Claudio Rendina su la Repubblica del 09/09/01 a pagina XIII della Cronaca di Roma., 9 settembre 2001
Nel 1849, durante la Repubblica Romana di Mazzini, Armellini e Saffi, gli artisti non ebbero più modo di lavorare su commissione papale e rimasero senza occupazione
Nel 1849, durante la Repubblica Romana di Mazzini, Armellini e Saffi, gli artisti non ebbero più modo di lavorare su commissione papale e rimasero senza occupazione. Per porre rimedio alla crisi, qualcuno ebbe l’idea di abbellire il Pincio con alcuni busti.
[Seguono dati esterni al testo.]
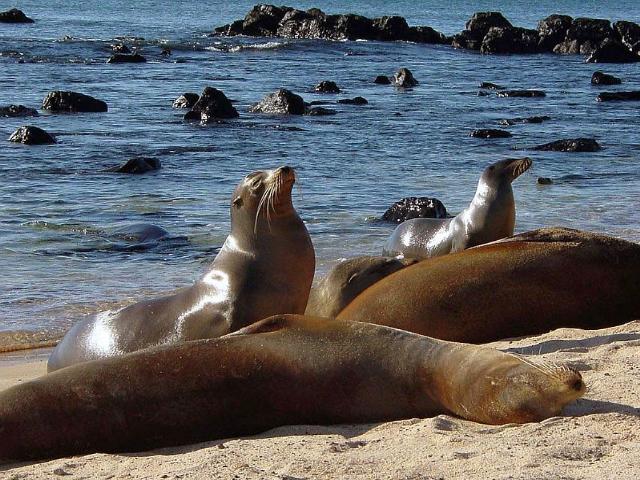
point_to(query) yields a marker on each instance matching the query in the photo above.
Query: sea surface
(60, 254)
Venne stanziato un fondo di 10 mila lire: i pittori furono incaricati di copiare dai quadri i volti di personaggi famosi, gli scultori di raffigurarli nel marmo. I 52 busti realizzati, conclusasi l’esperienza repubblicana, rimasero nei magazzini del Comune. Il successivo comune pontificio ne collocò nei viali solamente alcuni: la maggior parte, come quelli di Napoleone, Leopardi e Savonarola, ebbero il veto della Commissione governativa di Stato e finirono nella Casina Valadier. Pio IX, nel giugno 1851, ordinò che i busti tornassero nella loro collocazione originale, al Pincio, esclusi quelli degli atei, degli eretici e dei rivoluzionari. Nel luglio 1857, il conte Luigi Antonelli decise che le immagini non gradite «venissero ridotte ad altre somiglianze e collocate sul posto, variate di aspetto e denominazione». I busti di Savonarola, Caio Gracco e Pietro Colletta, ritoccati dallo scultore Stocchi, diventarono rispettivamente Guido d’Arezzo, Vitruvio e Plinio Seniore; Leopardi diventò Zeusi, Machiavelli Archimede, Giovanni dalle Bande Nere Lorenzo il Magnifico e Orazio cambiò soltanto il nome per diventare il Gattamelata. Pio IX, seccato dalla presenza dell’ateo Vittorio Alfieri (quando lo vide esclamò: «Oh, guarda, hanno messo qui anche costui»), lo fece sostituire con uno di Vincenzo Monti (Alfieri fu messo di nuovo nel 1871). Rimase integro, invece, il busto dell’astronomo Angelo Secchi: ha alla base un forellino, attraverso il quale passa il meridiano di Roma.